Né à Toulouse en 1946
a réalisé plus de cinquante
expositions personnels
en France et à l’étranger
et les concerts Fluxus
avec Ben, concerts
«électro-paléolitiques»
avec le groupe «Articide».
Créateur de plusieurs revues
dont «Axe Sud» en 1981.
Père anarchiste Catalan,
mort en 1948.
Mère toulousaine.

Toutes les évocations qui jusqu’à aujourd’hui ont pu être faites autour des artistes espagnols réfugiés à Toulouse, ont été fragmentaires et n’ont reposés que sur des critères d’amitié et d’affinités esthétiques.

J’ai toujours été surpris que personne ne s’intéresse plus profondément à ce passionnant sujet. À partir de ce constat, j’ai esquissé une préfiguration dans une exposition qui eut lieu à la Librairie Castela, en 1999, lors du festival «Cinespaña», rassemblant trois générations: les exilés, leurs enfants et leurs petits-enfants. Mais en 2002, on laisse toujours dans l’ombre des artistes aussi intéressants que le graveur Pablo Salen, le dernier survivant! Ancien pilote de chasse de l’armée républicaine, il perdit un bras au combat ce qui ne l’empêcha pas de tirer des centaines de gravures dont une série très forte consacrée à la guerre d’Espagne fut acquise par la Bibliothèque Nationale. Il serait temps que Toulouse lui rende hommage!

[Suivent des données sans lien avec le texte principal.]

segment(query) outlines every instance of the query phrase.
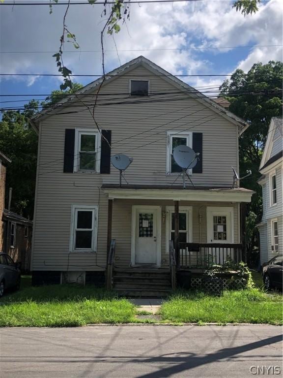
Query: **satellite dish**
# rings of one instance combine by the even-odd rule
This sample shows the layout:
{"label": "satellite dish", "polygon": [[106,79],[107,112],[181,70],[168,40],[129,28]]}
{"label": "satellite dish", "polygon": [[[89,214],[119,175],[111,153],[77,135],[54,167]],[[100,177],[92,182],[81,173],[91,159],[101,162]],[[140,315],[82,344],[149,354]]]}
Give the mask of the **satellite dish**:
{"label": "satellite dish", "polygon": [[182,168],[183,172],[183,188],[184,189],[186,189],[185,175],[187,175],[192,185],[194,186],[191,178],[187,173],[187,170],[189,168],[194,168],[196,165],[197,163],[199,160],[199,153],[196,153],[194,150],[192,150],[188,146],[177,146],[174,149],[173,158],[178,165]]}
{"label": "satellite dish", "polygon": [[237,180],[239,180],[239,175],[237,172],[236,172],[236,169],[234,168],[234,167],[232,167],[232,169],[233,169],[233,172],[234,172],[234,177],[235,179]]}
{"label": "satellite dish", "polygon": [[[111,161],[112,165],[120,171],[120,188],[122,186],[122,172],[127,169],[133,160],[133,158],[129,158],[127,155],[123,155],[121,154],[118,154],[111,157]],[[127,183],[125,177],[124,176],[123,177]]]}
{"label": "satellite dish", "polygon": [[111,162],[117,169],[119,171],[125,171],[133,161],[133,158],[129,158],[127,155],[118,154],[111,158]]}
{"label": "satellite dish", "polygon": [[252,174],[252,171],[251,171],[249,169],[248,169],[247,171],[247,174],[245,176],[243,176],[243,177],[240,177],[238,173],[237,173],[237,172],[236,171],[236,170],[235,169],[234,167],[232,167],[232,169],[233,169],[233,172],[234,172],[234,176],[233,176],[233,186],[232,187],[233,189],[235,188],[236,181],[238,181],[240,180],[242,180],[242,179],[245,179],[246,178],[246,177],[248,177],[249,176],[251,176]]}
{"label": "satellite dish", "polygon": [[177,146],[173,151],[174,160],[183,169],[187,169],[195,157],[195,151],[188,146]]}

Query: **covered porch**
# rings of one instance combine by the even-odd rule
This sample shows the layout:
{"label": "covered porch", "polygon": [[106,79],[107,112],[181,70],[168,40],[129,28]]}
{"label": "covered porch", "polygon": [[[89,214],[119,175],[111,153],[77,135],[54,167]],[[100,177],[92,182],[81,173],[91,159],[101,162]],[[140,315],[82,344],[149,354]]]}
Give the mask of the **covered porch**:
{"label": "covered porch", "polygon": [[245,260],[241,218],[245,218],[251,190],[114,185],[103,189],[109,201],[108,271],[169,273]]}

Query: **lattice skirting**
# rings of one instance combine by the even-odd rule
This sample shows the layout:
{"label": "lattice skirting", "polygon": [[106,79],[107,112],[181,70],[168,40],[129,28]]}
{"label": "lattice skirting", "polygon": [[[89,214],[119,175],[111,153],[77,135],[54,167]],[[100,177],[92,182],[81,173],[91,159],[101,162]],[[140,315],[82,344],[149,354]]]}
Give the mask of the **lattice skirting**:
{"label": "lattice skirting", "polygon": [[[222,279],[224,290],[239,290],[247,287],[247,280],[242,278],[231,277],[230,278]],[[191,287],[195,289],[202,288],[202,280],[200,277],[191,278]]]}

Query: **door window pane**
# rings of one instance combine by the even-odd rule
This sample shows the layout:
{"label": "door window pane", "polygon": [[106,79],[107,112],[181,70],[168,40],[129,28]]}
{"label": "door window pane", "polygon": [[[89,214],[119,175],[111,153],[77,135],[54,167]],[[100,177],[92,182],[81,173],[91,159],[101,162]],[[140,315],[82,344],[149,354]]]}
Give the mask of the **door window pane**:
{"label": "door window pane", "polygon": [[81,211],[78,212],[77,220],[77,228],[92,228],[92,212]]}
{"label": "door window pane", "polygon": [[139,236],[140,238],[152,238],[153,236],[153,214],[139,214]]}
{"label": "door window pane", "polygon": [[225,216],[213,217],[213,239],[226,240],[226,217]]}
{"label": "door window pane", "polygon": [[75,248],[89,249],[91,248],[92,231],[76,231]]}

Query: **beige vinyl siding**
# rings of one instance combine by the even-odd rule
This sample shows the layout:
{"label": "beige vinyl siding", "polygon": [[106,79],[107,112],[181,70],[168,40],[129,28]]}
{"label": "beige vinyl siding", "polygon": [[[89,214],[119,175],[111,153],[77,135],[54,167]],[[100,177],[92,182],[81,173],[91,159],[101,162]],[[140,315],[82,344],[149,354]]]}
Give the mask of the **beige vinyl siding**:
{"label": "beige vinyl siding", "polygon": [[272,227],[271,226],[271,222],[272,220],[277,219],[278,222],[278,245],[279,253],[283,253],[283,217],[281,215],[279,217],[274,217],[272,219],[268,220],[268,254],[269,259],[272,258],[274,256],[277,254],[276,253],[271,251],[271,245],[272,245]]}
{"label": "beige vinyl siding", "polygon": [[269,259],[267,222],[263,224],[258,228],[259,230],[259,240],[260,242],[260,264],[262,264],[266,261],[268,261]]}
{"label": "beige vinyl siding", "polygon": [[[142,67],[133,70],[132,73],[135,75],[152,75],[151,72]],[[135,78],[138,78],[135,76]],[[143,76],[142,78],[146,78]],[[180,90],[179,87],[169,83],[163,78],[151,76],[149,78],[151,92]],[[129,183],[162,185],[173,182],[176,176],[166,175],[167,131],[175,130],[177,133],[184,130],[203,133],[203,173],[193,175],[192,179],[194,184],[208,187],[230,186],[232,182],[231,167],[238,167],[237,126],[207,104],[189,97],[184,99],[184,95],[182,99],[175,101],[156,102],[156,96],[151,95],[142,98],[149,101],[148,103],[103,106],[104,102],[111,102],[110,98],[115,97],[118,101],[119,98],[127,96],[130,79],[128,76],[119,77],[107,83],[101,94],[113,94],[100,97],[99,106],[95,113],[100,127],[112,130],[112,155],[125,153],[134,158],[133,162],[125,173]],[[172,95],[164,95],[164,99],[168,99]],[[100,102],[100,98],[106,99]],[[137,101],[137,97],[128,99],[130,102]],[[93,103],[93,98],[87,96],[83,100]],[[108,175],[63,173],[65,129],[89,127],[96,130],[91,116],[84,107],[64,107],[62,112],[74,110],[82,111],[54,115],[41,122],[40,163],[33,235],[33,270],[104,270],[106,265],[108,203],[101,189],[99,194],[98,188],[102,184],[118,184],[119,172],[111,166],[111,174]],[[184,116],[186,117],[183,119],[177,120]],[[151,129],[153,128],[155,129]],[[133,137],[128,139],[130,136]],[[125,138],[127,139],[121,141]],[[147,145],[143,147],[146,144]],[[180,185],[181,183],[180,178],[175,185]],[[99,205],[97,254],[69,253],[72,204]],[[116,206],[118,205],[114,203],[114,208]],[[234,214],[237,211],[235,205],[235,207]],[[201,209],[203,211],[204,208]],[[193,214],[194,223],[198,224],[198,215],[196,215],[195,210]],[[204,219],[202,218],[203,222]],[[235,221],[237,224],[236,218]],[[121,261],[123,261],[123,253],[128,254],[130,250],[129,235],[131,225],[128,227],[129,221],[125,217],[119,220],[113,219],[116,228],[113,227],[113,237],[117,235],[117,229],[122,227],[124,222],[124,232],[127,233],[124,235],[122,232],[118,232],[118,239],[121,238],[121,240],[117,243],[117,255],[121,255]],[[165,237],[165,232],[162,232]],[[197,227],[194,233],[194,238],[197,238]],[[163,241],[163,251],[164,243]],[[121,249],[124,252],[121,252]]]}
{"label": "beige vinyl siding", "polygon": [[[153,201],[149,200],[114,200],[112,221],[112,237],[116,239],[115,266],[129,267],[131,263],[132,212],[134,205],[161,206],[162,212],[166,211],[166,206],[173,206],[173,201]],[[180,206],[192,206],[193,209],[192,242],[206,243],[206,207],[232,206],[234,213],[234,238],[235,243],[240,243],[240,234],[238,224],[238,206],[228,203],[203,203],[180,201]],[[201,240],[200,240],[198,212],[201,218]],[[168,214],[167,214],[168,217]],[[166,222],[161,223],[161,261],[162,265],[168,265],[169,255],[166,254]]]}
{"label": "beige vinyl siding", "polygon": [[[271,181],[270,174],[266,175],[266,212],[265,219],[274,218],[282,215],[282,167],[278,166],[275,169],[276,173],[277,204],[271,206],[270,190]],[[271,171],[273,172],[274,171]]]}

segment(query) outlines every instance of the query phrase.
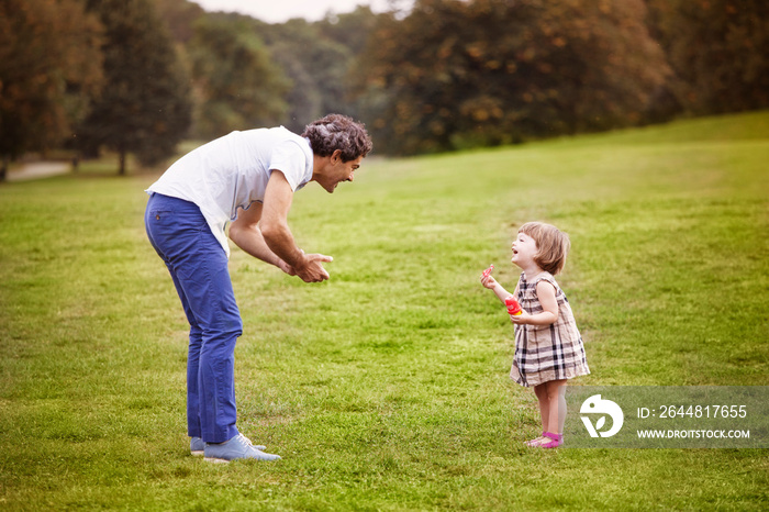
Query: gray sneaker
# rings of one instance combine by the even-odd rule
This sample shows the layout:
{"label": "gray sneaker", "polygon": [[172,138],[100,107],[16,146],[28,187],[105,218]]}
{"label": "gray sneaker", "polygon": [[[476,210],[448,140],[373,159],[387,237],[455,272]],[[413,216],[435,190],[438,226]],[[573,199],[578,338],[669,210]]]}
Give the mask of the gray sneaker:
{"label": "gray sneaker", "polygon": [[190,452],[194,457],[202,457],[205,450],[205,443],[200,437],[190,437]]}
{"label": "gray sneaker", "polygon": [[[267,446],[255,445],[256,449],[264,450]],[[202,457],[205,450],[205,443],[200,437],[190,437],[190,453],[193,457]]]}
{"label": "gray sneaker", "polygon": [[241,458],[253,458],[256,460],[279,460],[278,455],[266,454],[254,446],[250,439],[243,434],[238,434],[226,443],[205,443],[205,460],[209,463],[229,463]]}

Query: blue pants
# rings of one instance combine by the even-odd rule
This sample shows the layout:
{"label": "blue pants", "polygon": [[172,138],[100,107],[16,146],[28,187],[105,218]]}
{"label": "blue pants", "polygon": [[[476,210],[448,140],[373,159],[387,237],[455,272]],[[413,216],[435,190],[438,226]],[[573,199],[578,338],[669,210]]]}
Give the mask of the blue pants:
{"label": "blue pants", "polygon": [[144,224],[190,323],[188,435],[223,443],[238,434],[234,365],[235,342],[243,333],[226,254],[191,202],[154,193]]}

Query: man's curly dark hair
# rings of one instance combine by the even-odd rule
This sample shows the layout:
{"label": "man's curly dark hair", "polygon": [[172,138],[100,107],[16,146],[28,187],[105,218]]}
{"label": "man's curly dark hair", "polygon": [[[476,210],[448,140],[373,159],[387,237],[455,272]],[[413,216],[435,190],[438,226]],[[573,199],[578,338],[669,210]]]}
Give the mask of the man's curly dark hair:
{"label": "man's curly dark hair", "polygon": [[331,156],[342,151],[342,160],[354,160],[366,156],[374,144],[363,123],[342,114],[328,114],[308,124],[302,133],[310,140],[312,152],[319,156]]}

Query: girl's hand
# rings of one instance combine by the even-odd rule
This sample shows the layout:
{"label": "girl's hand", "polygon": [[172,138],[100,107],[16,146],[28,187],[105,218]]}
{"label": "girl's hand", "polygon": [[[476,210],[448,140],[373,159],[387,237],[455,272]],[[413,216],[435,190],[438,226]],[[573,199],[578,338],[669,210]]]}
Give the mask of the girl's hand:
{"label": "girl's hand", "polygon": [[521,314],[511,314],[510,315],[510,321],[513,322],[515,325],[526,325],[530,323],[532,320],[532,315],[526,313],[525,310]]}
{"label": "girl's hand", "polygon": [[494,287],[497,287],[498,282],[497,282],[497,279],[494,279],[493,277],[491,277],[491,275],[489,275],[489,276],[481,276],[481,285],[483,285],[484,288],[493,290]]}

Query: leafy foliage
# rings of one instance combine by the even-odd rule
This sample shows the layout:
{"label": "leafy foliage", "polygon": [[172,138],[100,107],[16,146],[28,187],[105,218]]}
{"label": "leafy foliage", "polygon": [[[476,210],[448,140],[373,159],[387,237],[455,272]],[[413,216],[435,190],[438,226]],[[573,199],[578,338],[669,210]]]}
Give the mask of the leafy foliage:
{"label": "leafy foliage", "polygon": [[712,114],[769,107],[769,2],[648,1],[684,109]]}
{"label": "leafy foliage", "polygon": [[[105,145],[144,164],[170,156],[190,123],[190,93],[171,38],[147,0],[90,0],[105,29],[107,87],[79,135],[82,147]],[[121,166],[121,172],[124,168]]]}
{"label": "leafy foliage", "polygon": [[0,2],[0,156],[70,135],[101,89],[100,37],[77,0]]}
{"label": "leafy foliage", "polygon": [[421,0],[382,22],[356,73],[398,153],[639,122],[668,74],[642,0]]}

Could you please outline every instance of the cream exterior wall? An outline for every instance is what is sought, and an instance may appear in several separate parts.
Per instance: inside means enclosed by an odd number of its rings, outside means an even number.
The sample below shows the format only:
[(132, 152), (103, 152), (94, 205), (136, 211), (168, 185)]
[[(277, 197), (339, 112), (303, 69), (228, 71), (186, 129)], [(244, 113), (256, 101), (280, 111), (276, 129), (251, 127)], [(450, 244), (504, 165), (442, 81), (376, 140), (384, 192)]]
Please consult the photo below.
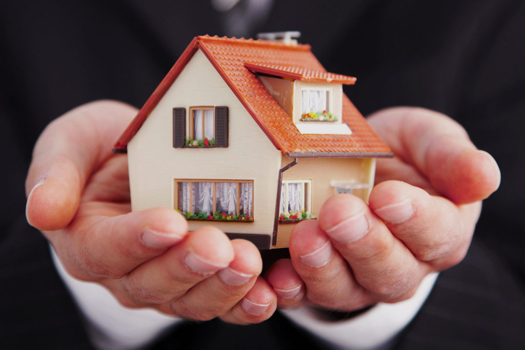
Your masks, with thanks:
[[(264, 87), (269, 91), (281, 107), (288, 115), (291, 115), (293, 113), (293, 87), (294, 82), (292, 80), (259, 76), (259, 79), (262, 82)], [(299, 105), (300, 109), (301, 105)]]
[[(228, 146), (173, 148), (173, 109), (228, 107)], [(189, 128), (186, 120), (186, 135)], [(133, 210), (175, 208), (174, 179), (254, 181), (253, 222), (189, 221), (228, 232), (271, 235), (281, 152), (198, 50), (128, 145)]]
[[(293, 160), (284, 155), (281, 167)], [(321, 207), (329, 197), (335, 194), (330, 182), (354, 181), (374, 185), (375, 158), (299, 158), (298, 163), (282, 173), (285, 180), (311, 180), (312, 212), (319, 215)], [(368, 203), (371, 189), (354, 190), (353, 194)], [(287, 247), (292, 229), (297, 224), (279, 224), (275, 248)]]

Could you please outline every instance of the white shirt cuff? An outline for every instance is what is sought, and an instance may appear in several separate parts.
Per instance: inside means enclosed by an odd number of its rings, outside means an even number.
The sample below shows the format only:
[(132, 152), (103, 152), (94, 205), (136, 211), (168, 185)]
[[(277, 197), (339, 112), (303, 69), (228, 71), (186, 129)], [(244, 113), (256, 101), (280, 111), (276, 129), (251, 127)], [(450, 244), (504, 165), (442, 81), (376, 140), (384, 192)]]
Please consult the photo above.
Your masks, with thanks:
[(182, 321), (153, 309), (122, 306), (104, 287), (72, 277), (52, 247), (51, 252), (57, 271), (86, 319), (88, 336), (97, 348), (139, 348)]

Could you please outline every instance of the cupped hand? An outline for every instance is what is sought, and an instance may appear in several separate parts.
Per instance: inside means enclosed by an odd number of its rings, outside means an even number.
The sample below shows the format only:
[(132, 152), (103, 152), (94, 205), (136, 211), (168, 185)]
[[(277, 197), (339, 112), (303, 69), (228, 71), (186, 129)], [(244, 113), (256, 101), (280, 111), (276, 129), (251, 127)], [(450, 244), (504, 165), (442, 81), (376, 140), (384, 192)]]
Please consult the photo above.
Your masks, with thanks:
[(337, 195), (295, 228), (291, 259), (267, 275), (280, 306), (350, 311), (410, 298), (426, 275), (463, 259), (481, 201), (499, 186), (494, 158), (448, 117), (396, 108), (368, 121), (395, 156), (378, 160), (369, 205)]
[(218, 229), (188, 232), (171, 209), (131, 212), (127, 158), (111, 153), (136, 110), (114, 101), (74, 109), (44, 130), (26, 182), (28, 221), (68, 272), (124, 305), (197, 320), (264, 321), (276, 296), (257, 248)]

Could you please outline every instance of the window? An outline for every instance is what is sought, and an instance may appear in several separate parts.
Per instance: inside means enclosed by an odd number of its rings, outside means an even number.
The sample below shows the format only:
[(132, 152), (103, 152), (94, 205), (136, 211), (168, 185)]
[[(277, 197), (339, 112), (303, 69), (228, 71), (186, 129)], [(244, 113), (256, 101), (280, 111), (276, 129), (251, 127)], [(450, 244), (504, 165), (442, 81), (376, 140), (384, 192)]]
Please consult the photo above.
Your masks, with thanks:
[[(227, 147), (228, 107), (196, 107), (173, 109), (173, 147)], [(186, 134), (186, 123), (188, 125)]]
[(193, 107), (190, 109), (190, 136), (194, 140), (213, 140), (215, 143), (215, 118), (213, 107)]
[(177, 210), (187, 219), (253, 221), (254, 182), (175, 180)]
[(301, 91), (301, 121), (335, 121), (330, 111), (329, 89), (303, 89)]
[(281, 185), (280, 220), (297, 220), (312, 217), (311, 185), (310, 180), (283, 181)]

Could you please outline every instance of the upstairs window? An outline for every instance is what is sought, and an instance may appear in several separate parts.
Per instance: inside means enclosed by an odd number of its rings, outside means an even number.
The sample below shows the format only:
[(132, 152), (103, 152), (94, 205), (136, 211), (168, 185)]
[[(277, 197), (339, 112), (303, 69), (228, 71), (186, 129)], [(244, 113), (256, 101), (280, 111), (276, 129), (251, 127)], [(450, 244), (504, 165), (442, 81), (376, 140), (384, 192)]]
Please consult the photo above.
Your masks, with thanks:
[[(173, 147), (228, 147), (228, 107), (173, 109)], [(187, 134), (186, 125), (188, 125)]]
[(329, 89), (303, 89), (301, 91), (301, 121), (335, 121), (331, 111), (332, 91)]
[(295, 222), (313, 217), (310, 180), (283, 181), (281, 185), (279, 220)]

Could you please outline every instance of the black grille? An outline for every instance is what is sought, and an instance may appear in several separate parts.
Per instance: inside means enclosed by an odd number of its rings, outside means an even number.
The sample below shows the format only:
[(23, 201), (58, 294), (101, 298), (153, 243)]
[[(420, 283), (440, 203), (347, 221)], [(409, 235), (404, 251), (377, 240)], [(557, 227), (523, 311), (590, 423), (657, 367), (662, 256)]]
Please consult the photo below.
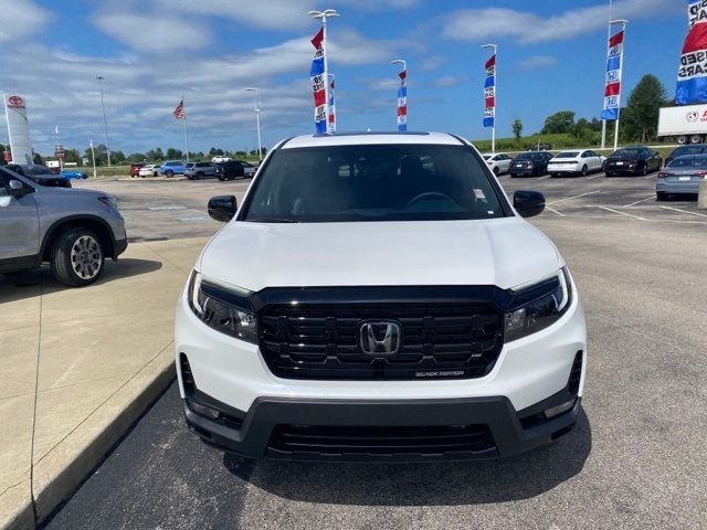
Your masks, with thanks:
[(570, 371), (570, 380), (568, 383), (569, 391), (577, 395), (579, 392), (579, 382), (582, 379), (582, 352), (578, 351), (574, 356), (574, 362), (572, 363), (572, 370)]
[[(360, 327), (395, 321), (398, 353), (363, 353)], [(468, 304), (265, 306), (260, 314), (263, 357), (288, 379), (414, 380), (486, 375), (503, 346), (495, 309)]]
[[(445, 455), (495, 454), (487, 425), (454, 426), (316, 426), (277, 425), (270, 456), (287, 455)], [(275, 453), (275, 454), (273, 454)]]

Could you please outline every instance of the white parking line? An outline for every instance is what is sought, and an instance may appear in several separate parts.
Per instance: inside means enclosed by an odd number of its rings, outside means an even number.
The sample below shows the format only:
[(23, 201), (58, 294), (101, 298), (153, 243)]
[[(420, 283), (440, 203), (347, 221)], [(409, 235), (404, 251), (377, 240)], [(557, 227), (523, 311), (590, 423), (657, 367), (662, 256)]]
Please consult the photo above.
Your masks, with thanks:
[(548, 204), (557, 204), (562, 201), (571, 201), (572, 199), (579, 199), (580, 197), (591, 195), (592, 193), (599, 193), (601, 190), (588, 191), (587, 193), (582, 193), (581, 195), (566, 197), (564, 199), (559, 199), (557, 201), (548, 202)]
[(637, 219), (639, 221), (647, 221), (645, 218), (640, 218), (639, 215), (633, 215), (633, 214), (626, 213), (626, 212), (620, 212), (619, 210), (613, 210), (613, 209), (608, 208), (608, 206), (599, 206), (599, 208), (601, 208), (602, 210), (608, 210), (608, 211), (613, 212), (613, 213), (619, 213), (621, 215), (625, 215), (626, 218)]
[(560, 218), (564, 216), (564, 214), (562, 212), (559, 212), (559, 211), (555, 210), (553, 208), (550, 208), (550, 206), (545, 206), (545, 208), (547, 208), (552, 213), (557, 213)]
[(635, 205), (635, 204), (639, 204), (639, 203), (641, 203), (641, 202), (648, 201), (648, 200), (651, 200), (651, 199), (655, 199), (655, 195), (646, 197), (645, 199), (641, 199), (640, 201), (632, 202), (631, 204), (625, 204), (625, 205), (623, 205), (622, 208), (633, 206), (633, 205)]
[(671, 208), (671, 206), (661, 206), (661, 208), (663, 210), (673, 210), (675, 212), (689, 213), (690, 215), (699, 215), (700, 218), (707, 218), (707, 214), (705, 214), (705, 213), (688, 212), (687, 210), (680, 210), (678, 208)]

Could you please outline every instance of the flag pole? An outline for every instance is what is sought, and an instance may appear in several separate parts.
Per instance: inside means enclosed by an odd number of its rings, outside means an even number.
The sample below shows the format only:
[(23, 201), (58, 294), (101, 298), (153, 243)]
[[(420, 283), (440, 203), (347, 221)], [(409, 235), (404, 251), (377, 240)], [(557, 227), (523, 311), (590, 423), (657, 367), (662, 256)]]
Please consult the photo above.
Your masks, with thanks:
[(187, 146), (187, 163), (189, 163), (189, 134), (187, 131), (187, 104), (184, 103), (184, 96), (181, 97), (182, 110), (184, 112), (184, 146)]

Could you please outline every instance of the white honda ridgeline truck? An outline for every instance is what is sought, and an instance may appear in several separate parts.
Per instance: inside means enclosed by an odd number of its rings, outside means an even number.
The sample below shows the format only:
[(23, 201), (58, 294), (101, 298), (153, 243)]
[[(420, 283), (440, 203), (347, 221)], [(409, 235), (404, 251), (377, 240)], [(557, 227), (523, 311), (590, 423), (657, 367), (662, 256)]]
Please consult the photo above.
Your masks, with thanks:
[(443, 134), (281, 142), (177, 309), (187, 424), (251, 458), (454, 460), (576, 424), (582, 305), (478, 151)]

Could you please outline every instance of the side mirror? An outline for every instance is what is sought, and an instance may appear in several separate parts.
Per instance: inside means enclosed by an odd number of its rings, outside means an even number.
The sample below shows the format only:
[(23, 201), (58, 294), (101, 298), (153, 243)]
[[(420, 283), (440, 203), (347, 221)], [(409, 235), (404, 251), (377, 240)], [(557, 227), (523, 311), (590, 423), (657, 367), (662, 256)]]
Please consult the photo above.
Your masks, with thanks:
[(516, 191), (513, 194), (513, 208), (523, 218), (540, 215), (545, 210), (545, 195), (537, 191)]
[(27, 190), (24, 189), (24, 184), (19, 180), (11, 180), (9, 183), (10, 194), (15, 199), (27, 195)]
[(234, 195), (217, 195), (209, 199), (209, 215), (215, 221), (228, 223), (235, 215), (236, 209)]

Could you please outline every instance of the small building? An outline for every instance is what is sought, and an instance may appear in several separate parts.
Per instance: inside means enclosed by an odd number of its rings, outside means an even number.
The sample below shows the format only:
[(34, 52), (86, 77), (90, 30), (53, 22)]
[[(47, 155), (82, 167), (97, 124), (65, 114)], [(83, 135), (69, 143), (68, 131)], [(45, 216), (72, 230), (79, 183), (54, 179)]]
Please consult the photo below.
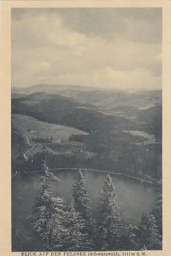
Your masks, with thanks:
[(38, 133), (38, 131), (36, 130), (31, 130), (30, 131), (30, 133)]

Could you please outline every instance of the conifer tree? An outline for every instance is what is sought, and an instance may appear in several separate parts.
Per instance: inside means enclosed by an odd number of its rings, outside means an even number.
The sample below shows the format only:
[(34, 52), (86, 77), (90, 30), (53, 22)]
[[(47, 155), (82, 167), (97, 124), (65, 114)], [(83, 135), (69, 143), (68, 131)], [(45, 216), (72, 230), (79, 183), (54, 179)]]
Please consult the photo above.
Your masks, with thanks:
[(55, 197), (48, 191), (48, 182), (59, 180), (47, 172), (46, 161), (43, 164), (44, 175), (41, 177), (42, 187), (37, 195), (35, 211), (37, 218), (33, 224), (36, 238), (36, 250), (60, 250), (65, 232), (63, 223), (65, 218), (64, 200)]
[(123, 227), (120, 237), (120, 249), (121, 250), (138, 250), (139, 241), (138, 238), (139, 228), (132, 225)]
[[(83, 233), (88, 234), (89, 241), (93, 236), (94, 223), (91, 217), (90, 206), (91, 200), (89, 199), (87, 186), (83, 179), (81, 170), (79, 170), (76, 177), (76, 181), (72, 186), (73, 207), (79, 212), (85, 223), (85, 227), (82, 230)], [(91, 243), (91, 248), (93, 245)]]
[(89, 220), (91, 200), (81, 170), (79, 171), (76, 181), (72, 186), (72, 199), (73, 207), (76, 211), (80, 212), (84, 220)]
[(74, 208), (73, 200), (66, 213), (65, 228), (64, 250), (89, 250), (88, 234), (85, 232), (85, 222)]
[(158, 232), (156, 218), (152, 214), (149, 216), (143, 214), (139, 237), (141, 248), (146, 247), (148, 250), (161, 249), (161, 237)]
[(121, 224), (117, 214), (115, 188), (109, 175), (107, 176), (100, 195), (96, 222), (96, 249), (119, 249)]

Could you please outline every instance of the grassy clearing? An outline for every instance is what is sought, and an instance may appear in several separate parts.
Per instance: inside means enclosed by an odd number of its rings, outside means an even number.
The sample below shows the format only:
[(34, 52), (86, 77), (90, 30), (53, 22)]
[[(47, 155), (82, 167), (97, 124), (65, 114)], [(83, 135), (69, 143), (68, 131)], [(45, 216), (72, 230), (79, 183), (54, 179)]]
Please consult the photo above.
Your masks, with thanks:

Que dire du grand peintre néo-cubiste Virgilio, qui disparut trop tôt en 1947 laissant derrière lui une oeuvre comparable à celle de Juan Gris, un artiste qui dans sa dernière année allait vers une totale monochromie! Parfois une de ses oeuvres passe dans une vente, à Paris ou en Suisse, mais dans sa ville d’accueil où il vécut, il demeure toujours inconnu!

Si le nom de Vicens-Gironella ne vous dit plus rien, il suffit de vous rendre à Lausanne, dans le Musée de l’Art Brut créé par Dubuffet, une salle lui est consacrée!

Dans un autre registre, celui de l’art naïf, les «vieux toulousains» se souviendront de cet homme qui plantait son chevalet dans les rues de Toulouse; j’ai acquis une «Plaza de Wilson» du plus bel effet, comme on dit, que je lui avais vu peindre alors que j’avais quatre ans! Il s’appelait Izquierdo-Carvajal.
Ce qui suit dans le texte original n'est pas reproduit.